Fixing best_matching to chose cluster maximizing F1

Fixes #19
2021-05-17 20:24:08 +02:00 · 2021-05-17 20:24:08 +02:00 · 1e10b3b462
parent 891f57d1d4
commit 1e10b3b462
5 changed files with 50 additions and 71 deletions
--- a/README.md
+++ b/README.md
@ -15,7 +15,7 @@ pip install fog
 ## Usage

 * [Evaluation](#evaluation)
-  * [best_matching](#best_matching)
+  * [best_matching_macro_average](#best_matching_macro_average)
 * [Graph](#graph)
  * [floatsam_sparsification](#floatsam_sparsification)
  * [monopartite_projection](#monopartite_projection)
@ -35,10 +35,10 @@ pip install fog

 ### Evaluation

-#### best_matching
+#### best_matching_macro_average

-Efficient implementation of the "best matching F1" evaluation metric for
-clusters.
+Efficient implementation of the "macro average best matching F1" evaluation
+metric for clusters.

 Note that this metric is not symmetric and will match truth -> predicted.

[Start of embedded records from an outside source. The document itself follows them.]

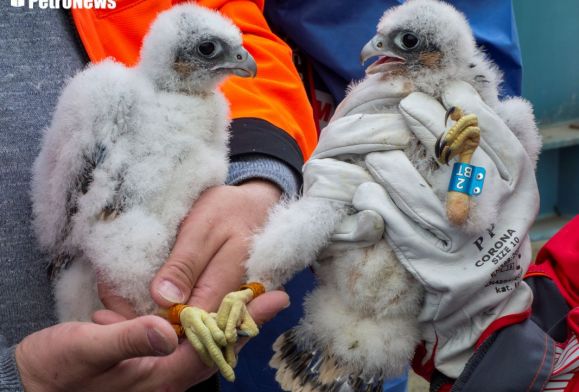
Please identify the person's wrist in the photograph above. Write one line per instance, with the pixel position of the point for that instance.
(264, 190)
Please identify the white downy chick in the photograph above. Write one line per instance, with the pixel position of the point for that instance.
(360, 323)
(128, 152)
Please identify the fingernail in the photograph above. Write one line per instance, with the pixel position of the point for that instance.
(158, 343)
(170, 292)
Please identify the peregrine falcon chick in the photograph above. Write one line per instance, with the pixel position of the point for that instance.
(128, 152)
(360, 323)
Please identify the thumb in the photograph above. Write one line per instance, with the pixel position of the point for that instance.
(106, 345)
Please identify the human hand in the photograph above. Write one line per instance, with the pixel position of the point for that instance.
(207, 260)
(141, 354)
(455, 265)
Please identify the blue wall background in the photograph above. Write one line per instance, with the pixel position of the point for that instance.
(549, 37)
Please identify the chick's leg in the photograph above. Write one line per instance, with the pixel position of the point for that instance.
(461, 140)
(233, 314)
(205, 336)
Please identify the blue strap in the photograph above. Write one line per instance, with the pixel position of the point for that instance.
(467, 179)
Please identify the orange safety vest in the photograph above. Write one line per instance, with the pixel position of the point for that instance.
(276, 95)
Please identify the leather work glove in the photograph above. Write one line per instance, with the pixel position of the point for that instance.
(472, 274)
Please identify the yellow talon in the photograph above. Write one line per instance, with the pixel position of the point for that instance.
(461, 140)
(233, 313)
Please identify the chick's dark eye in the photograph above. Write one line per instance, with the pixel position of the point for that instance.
(207, 49)
(409, 40)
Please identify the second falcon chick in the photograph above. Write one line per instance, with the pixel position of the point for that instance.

@ -49,8 +49,6 @@ Note that this metric is not symmetric and will match truth -> predicted.
 that don't exist in truth clusters to be found in predicted ones. Those
 additional items will then be ignored when computing the metrics instead
 of raising an error when found.
-* **micro** *?bool* [`False`]: Whether to compute the micro average instead of the macro
-average of the evaluation metric.

 ### Graph

--- a/docs/build.py
+++ b/docs/build.py
@ -18,7 +18,7 @@ DOCS = [
    {
        'title': 'Evaluation',
        'fns': [
-            evaluation.best_matching
+            evaluation.best_matching_macro_average
        ]
    },
    {
--- a/fog/evaluation/init.py
+++ b/fog/evaluation/init.py
@ -1,2 +1,2 @@
-from fog.evaluation.best_matching import best_matching
+from fog.evaluation.best_matching import best_matching_macro_average
 from fog.evaluation.utils import labels_to_clusters, clusters_to_labels
--- a/fog/evaluation/best_matching.py
+++ b/fog/evaluation/best_matching.py
@ -18,15 +18,14 @@ from typing import Hashable, Iterable, Tuple
 from fog.utils import OnlineMean


-def best_matching(
+def best_matching_macro_average(
    truth: Iterable[Iterable[Hashable]],
    predicted: Iterable[Iterable[Hashable]],
-    allow_additional_items: bool = False,
-    micro: bool = False
+    allow_additional_items: bool = False
 ) -> Tuple[float, float, float]:
    """
-    Efficient implementation of the "best matching F1" evaluation metric for
-    clusters.
+    Efficient implementation of the "macro average best matching F1" evaluation
+    metric for clusters.

    Note that this metric is not symmetric and will match truth -> predicted.

@ -37,8 +36,6 @@ def best_matching(
            that don't exist in truth clusters to be found in predicted ones. Those
            additional items will then be ignored when computing the metrics instead
            of raising an error when found. Defaults to False.
-        micro (bool, optional): Whether to compute the micro average instead of the macro
-            average of the evaluation metric. Defaults to False.

    Returns:
        tuple of floats: precision, recall and f1 score.
@ -89,10 +86,6 @@ def best_matching(
    R = OnlineMean()
    F = OnlineMean()

-    micro_true_positives = 0
-    micro_false_positives = 0
-    micro_false_negatives = 0
-
    # Matching truth
    for cluster in truth:
        if not cluster:
@ -111,38 +104,32 @@ def best_matching(
            candidates[candidate_cluster_index] += 1
            cluster_size += 1

-        matching_cluster_index, true_positives = candidates.most_common(1)[0]
+        best_f1 = -1.0
+        best = None
+
+        # Finding a matching cluster that maximizes F1 score
+        for matching_cluster_index, true_positives in candidates.items():
            matching_cluster_size = predicted_cluster_sizes[matching_cluster_index]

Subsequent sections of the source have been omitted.